Preemption Possibilities

There are at least three situations that a particular farmer or rancher may face in which they will be limited in their ability to sue a manufacturer on a product liability claim.  One involves the situation when purchased equipment is altered or when multiple component parts are purchased individually, but are then later combined to make a complete system.  If the component parts are not defective, but when combined produce a defective system, the manufacturers of the component parts do not have a duty to warn or properly instruct about the use of the system. See,e.g., Shaffer v. A.O. Smith Harvestore Products, Inc., 74 F.3d 722 (6th Cir. 1996).  When purchased equipment is altered, the manufacturer is generally released from liability unless the manufacturer could have reasonably foreseen that purchasers would alter the equipment in the manner that resulted in injury.  For example, in Hiner v. Deere & Co., 340 F.3d 1190 (10th Cir. 2003), rev’g, 161 F. Supp. 2d 1279 (D. Kan. 2001), the farmer altered a front-end loader resulting in injury.  The court determined that the farmer’s alterations presented a fact issue for the jury to sort out on the plaintiff’s strict liability claim as to whether the defendant could have reasonably foreseen the alteration.  See, also, Brinkman v.
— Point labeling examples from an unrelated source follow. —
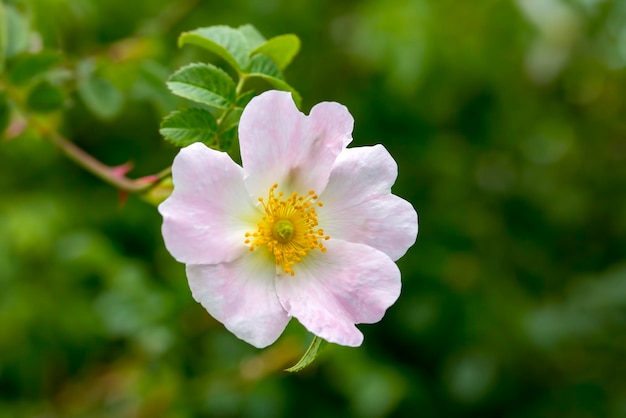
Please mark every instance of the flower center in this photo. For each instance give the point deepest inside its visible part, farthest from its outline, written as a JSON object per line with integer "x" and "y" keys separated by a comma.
{"x": 289, "y": 228}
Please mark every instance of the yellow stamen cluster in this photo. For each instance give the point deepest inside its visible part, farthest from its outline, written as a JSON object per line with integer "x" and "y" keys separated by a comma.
{"x": 289, "y": 228}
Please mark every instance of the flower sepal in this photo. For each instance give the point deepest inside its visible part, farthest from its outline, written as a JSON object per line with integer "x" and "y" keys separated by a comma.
{"x": 317, "y": 346}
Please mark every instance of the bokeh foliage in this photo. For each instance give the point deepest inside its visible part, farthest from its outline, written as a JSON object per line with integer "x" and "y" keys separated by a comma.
{"x": 507, "y": 122}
International Truck and Engine Corp., 351 F. Supp. 2d 880 (W.D. Wisc. 2004). 

Conclusion

So, when you buy a product and take it home to the farm or ranch, or have it delivered, sometimes the tendency is to modify the item to fit the specs of the situation.  But, once an alteration is made (perhaps by cutting and welding) and the product fails to operate as expected, that alteration can remove the ability to recover from the manufacturer on a defective product claim. 

Just something else to think about on the farm or ranch from the world of agricultural law.